Hi All,
My 2 cents. Bootstrap replicates are really not something we will deal with in PartitionFinder. There are lots of reasons, but the main one is that if we find a good partitioning scheme that has some small subsets (which we often do), it doesn't seem sensible to reject that just because bootstrapping is difficult for those small subsets. More generally, I am not convinced about bootstrapping on two fronts: (1) with large datasets I'm not sure it's a sensible approach at all; (2) with small subsets (even inside large datasets) it doesn't seem sensible either. For example, at the limit, bootstrapping small partitions is completely pointless: a partition of a single base cannot be meaningfully bootstrapped in the way that RAxML builds bootstraps. I'd suggest that a more sensible approach here is to analyse branch support with methods that don't require bootstraps - these could be the aLRT (implemented in PhyML) which just tests for 0 length branches, or use MCMC methods (e.g. ExaBayes). Both of these would work fine on large datasets, and would also (in my opinion) give results that are easier to interpret than bootstraps in any case (especially bootstraps that are made by resampling each partition).

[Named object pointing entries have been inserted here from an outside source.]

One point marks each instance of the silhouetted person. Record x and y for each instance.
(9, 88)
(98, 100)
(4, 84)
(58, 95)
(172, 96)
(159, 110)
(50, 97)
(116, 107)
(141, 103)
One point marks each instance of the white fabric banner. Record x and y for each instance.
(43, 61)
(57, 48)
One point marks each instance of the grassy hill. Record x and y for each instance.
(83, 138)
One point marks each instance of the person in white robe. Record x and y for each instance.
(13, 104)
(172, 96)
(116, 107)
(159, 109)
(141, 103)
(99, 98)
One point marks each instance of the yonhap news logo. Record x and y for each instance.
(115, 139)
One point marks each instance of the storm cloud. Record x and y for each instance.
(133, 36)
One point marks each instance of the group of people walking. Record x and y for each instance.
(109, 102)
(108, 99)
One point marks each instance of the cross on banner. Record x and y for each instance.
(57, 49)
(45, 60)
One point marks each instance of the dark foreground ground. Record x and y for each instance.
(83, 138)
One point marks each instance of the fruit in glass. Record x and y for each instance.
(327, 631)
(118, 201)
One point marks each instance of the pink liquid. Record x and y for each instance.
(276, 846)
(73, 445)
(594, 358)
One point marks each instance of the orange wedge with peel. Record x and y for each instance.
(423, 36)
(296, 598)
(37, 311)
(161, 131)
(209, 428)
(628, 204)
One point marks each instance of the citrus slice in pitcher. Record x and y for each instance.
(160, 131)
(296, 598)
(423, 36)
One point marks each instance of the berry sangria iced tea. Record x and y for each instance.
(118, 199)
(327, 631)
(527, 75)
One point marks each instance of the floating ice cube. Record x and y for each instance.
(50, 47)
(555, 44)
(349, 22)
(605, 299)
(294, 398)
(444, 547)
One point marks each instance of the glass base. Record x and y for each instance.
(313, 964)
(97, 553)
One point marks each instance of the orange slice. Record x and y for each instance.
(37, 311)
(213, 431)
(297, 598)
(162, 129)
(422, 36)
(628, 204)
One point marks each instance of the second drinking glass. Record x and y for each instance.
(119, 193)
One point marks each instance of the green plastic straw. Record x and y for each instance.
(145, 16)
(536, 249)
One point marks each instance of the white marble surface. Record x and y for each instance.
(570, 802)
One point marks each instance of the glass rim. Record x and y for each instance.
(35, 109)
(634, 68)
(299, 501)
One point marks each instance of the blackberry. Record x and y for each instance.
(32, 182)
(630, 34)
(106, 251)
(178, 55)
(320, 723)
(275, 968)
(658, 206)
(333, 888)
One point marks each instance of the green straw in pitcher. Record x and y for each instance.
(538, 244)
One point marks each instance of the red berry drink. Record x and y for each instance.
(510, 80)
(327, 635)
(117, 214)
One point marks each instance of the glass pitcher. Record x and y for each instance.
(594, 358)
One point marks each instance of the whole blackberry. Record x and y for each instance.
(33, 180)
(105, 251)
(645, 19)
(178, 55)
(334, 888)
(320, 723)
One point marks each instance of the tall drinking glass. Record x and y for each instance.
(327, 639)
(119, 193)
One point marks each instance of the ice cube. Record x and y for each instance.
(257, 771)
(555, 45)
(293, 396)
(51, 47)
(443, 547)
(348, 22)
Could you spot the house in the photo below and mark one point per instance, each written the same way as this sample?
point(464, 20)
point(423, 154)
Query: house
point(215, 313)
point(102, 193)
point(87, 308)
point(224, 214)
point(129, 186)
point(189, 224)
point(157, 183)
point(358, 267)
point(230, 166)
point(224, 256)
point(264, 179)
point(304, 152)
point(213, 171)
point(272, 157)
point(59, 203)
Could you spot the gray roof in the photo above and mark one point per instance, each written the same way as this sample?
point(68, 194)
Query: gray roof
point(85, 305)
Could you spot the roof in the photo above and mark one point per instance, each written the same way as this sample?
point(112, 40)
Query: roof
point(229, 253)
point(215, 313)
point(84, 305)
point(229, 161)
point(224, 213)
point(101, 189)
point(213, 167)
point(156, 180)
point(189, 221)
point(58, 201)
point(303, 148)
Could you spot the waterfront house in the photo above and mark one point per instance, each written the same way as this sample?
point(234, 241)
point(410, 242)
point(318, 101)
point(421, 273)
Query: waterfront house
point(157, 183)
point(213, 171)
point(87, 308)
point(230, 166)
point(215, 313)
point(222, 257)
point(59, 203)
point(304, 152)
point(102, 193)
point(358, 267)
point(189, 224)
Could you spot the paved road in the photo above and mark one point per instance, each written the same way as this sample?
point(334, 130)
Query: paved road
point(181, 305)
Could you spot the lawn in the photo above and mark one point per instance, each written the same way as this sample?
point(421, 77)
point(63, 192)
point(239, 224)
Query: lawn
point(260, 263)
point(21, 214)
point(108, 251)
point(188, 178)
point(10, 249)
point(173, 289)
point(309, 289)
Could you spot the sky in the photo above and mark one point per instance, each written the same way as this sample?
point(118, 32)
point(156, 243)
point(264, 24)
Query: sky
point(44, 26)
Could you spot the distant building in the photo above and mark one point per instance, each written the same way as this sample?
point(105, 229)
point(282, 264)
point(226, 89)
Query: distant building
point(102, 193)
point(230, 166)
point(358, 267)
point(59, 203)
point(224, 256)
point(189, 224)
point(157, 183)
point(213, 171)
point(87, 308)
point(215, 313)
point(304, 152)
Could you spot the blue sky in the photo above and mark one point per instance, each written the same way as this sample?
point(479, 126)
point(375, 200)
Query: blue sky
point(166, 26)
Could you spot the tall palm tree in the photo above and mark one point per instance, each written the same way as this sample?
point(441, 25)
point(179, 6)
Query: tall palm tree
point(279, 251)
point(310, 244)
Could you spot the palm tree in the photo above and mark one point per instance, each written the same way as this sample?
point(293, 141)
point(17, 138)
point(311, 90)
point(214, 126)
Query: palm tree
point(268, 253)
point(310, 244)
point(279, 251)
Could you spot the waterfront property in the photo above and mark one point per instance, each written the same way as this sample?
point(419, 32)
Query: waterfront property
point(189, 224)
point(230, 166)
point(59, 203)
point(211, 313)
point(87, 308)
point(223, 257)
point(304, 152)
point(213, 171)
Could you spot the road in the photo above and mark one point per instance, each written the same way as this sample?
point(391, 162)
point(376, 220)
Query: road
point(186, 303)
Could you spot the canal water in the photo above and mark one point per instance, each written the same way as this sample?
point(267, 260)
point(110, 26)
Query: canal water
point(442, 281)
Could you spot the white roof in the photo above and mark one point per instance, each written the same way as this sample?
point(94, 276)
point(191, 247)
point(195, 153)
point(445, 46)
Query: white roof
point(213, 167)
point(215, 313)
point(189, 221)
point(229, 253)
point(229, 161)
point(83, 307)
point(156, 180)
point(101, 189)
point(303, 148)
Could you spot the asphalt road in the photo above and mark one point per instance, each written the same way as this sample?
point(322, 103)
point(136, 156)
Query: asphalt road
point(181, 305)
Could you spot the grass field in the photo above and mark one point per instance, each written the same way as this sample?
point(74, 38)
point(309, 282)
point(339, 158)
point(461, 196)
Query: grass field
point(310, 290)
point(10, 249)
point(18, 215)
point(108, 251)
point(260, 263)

The stuff with PF I will look into. It will take a few weeks, because I'm pretty much booked up until the end of the month with other things and deadlines. My aim here is that if PF spits out a partiitoning scheme, it should run in RAxML. Thus, the most useful test dataset you can send me is one for which PF produces a partitioning scheme that will not run in RAxML. It might be as simple as turning on the -O flag in RAxML. If that's the case, I don't really see that I have anything to fix in PF, since it is already doing what it should.
However, here are some options of things I could implement, that folks here can comment on:
1. I could put in an option to remove the -O flag inside PartitionFinder. That way we could guarantee that what PF spits out will indeed run in RAxML without the -O flag.

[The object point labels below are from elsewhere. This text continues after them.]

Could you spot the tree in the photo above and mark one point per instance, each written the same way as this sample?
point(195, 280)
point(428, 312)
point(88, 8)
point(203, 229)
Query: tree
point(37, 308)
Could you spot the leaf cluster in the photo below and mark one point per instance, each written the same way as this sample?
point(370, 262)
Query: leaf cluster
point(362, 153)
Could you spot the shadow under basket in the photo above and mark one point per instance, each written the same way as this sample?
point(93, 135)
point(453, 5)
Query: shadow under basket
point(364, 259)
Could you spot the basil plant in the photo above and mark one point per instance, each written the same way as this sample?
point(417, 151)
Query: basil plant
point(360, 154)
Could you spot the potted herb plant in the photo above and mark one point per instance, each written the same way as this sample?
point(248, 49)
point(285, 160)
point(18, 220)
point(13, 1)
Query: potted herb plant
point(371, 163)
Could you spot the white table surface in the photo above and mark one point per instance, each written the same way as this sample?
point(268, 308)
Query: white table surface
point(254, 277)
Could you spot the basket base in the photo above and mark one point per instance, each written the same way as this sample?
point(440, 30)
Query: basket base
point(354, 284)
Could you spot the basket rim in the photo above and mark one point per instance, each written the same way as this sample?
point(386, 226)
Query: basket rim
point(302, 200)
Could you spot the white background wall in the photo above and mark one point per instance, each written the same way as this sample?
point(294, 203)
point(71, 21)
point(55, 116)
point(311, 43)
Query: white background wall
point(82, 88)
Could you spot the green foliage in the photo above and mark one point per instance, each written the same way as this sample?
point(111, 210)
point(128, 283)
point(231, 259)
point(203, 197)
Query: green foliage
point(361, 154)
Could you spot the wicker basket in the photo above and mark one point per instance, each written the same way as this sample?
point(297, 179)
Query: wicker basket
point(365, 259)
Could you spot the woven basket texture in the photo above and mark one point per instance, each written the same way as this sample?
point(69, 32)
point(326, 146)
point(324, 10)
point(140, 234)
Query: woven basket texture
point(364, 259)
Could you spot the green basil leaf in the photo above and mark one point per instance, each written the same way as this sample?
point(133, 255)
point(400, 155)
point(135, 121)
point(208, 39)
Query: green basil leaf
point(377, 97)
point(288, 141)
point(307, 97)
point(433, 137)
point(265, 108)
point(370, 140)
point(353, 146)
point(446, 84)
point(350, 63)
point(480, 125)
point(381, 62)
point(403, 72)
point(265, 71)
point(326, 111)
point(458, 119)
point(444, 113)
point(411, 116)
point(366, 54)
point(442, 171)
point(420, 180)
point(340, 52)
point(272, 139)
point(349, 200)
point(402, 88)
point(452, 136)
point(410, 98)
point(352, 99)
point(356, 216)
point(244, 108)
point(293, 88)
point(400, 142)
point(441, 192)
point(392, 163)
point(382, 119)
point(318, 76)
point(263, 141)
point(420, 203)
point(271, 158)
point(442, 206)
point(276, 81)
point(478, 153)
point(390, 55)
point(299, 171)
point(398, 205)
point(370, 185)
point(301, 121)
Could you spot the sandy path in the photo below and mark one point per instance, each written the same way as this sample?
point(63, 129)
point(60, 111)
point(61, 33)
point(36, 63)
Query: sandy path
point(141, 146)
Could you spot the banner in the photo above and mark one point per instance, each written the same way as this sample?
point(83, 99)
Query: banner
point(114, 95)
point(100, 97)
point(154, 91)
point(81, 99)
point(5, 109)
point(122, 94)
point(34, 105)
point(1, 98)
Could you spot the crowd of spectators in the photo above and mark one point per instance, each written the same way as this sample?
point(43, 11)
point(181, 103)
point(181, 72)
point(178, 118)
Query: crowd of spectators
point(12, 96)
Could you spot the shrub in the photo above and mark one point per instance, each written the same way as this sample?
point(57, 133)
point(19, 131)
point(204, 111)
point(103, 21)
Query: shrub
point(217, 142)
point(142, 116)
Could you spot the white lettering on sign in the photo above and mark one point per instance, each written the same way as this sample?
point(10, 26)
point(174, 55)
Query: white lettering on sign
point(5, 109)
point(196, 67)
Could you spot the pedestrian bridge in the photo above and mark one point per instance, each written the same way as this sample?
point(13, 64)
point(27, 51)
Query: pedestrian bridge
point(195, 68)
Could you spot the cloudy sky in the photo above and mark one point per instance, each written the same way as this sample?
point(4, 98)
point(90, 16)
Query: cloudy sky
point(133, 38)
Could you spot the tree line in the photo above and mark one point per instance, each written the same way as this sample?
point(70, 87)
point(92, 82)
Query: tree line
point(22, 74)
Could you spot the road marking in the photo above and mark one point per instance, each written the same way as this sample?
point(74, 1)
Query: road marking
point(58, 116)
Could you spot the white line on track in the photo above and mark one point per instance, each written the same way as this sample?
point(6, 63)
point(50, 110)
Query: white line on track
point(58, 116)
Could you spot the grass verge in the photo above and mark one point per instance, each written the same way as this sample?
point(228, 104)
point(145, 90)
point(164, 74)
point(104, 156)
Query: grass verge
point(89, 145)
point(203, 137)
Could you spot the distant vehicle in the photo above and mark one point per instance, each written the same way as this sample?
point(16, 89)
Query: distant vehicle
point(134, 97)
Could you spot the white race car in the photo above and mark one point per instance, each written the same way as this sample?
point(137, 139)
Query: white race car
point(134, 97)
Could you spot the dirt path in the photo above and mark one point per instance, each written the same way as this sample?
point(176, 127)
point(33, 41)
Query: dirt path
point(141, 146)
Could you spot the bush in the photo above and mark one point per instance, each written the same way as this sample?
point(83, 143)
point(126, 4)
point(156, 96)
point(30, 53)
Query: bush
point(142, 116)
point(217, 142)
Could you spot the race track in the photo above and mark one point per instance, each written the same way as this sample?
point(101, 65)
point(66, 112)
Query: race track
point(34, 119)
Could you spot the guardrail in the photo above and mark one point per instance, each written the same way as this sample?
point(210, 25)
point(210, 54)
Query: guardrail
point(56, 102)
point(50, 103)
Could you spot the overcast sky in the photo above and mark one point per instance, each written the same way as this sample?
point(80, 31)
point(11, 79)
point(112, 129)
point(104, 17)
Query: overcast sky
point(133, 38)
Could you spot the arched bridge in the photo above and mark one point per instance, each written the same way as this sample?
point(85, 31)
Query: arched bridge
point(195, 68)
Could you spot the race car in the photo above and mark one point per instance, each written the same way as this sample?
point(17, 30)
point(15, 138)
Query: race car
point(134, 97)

2. If you can tell me exactly what the problems are in EXaML, I could look into putting in catches for these inside PF, with the aim that what PF spits out will work in EXaML too (though we could cross our fingers that option 1 would fix this straight away!).
Finally, if you are using kmeans, there is a better option for bootstraps than what you are currently doing, which would get around the problem of RAxML's bootstrap algorithm creating issues when resampling small subsets. Instead of bootstrapping a partitioned dataset, you could do this:
1. Create 1000 bootstraps of the entire dataset (i.e. as one partition).
2. Run each through the kmeans algorithm
3. Run RAxML / EXaML on each dataset
This may take some time, but as long as we can solve the issue of what PF spits out, it is guaranteed to solve your problem. I also think it's a more rigorous solution in general, because I'm really not sure what bootstraps mean when you resample partitioned datasets, particularly when there are a lot of partitions. I think that 100 bootstraps with this approach might be more meaningful than more bootstraps with some other approach.
Thoughts?
Cheers,
Rob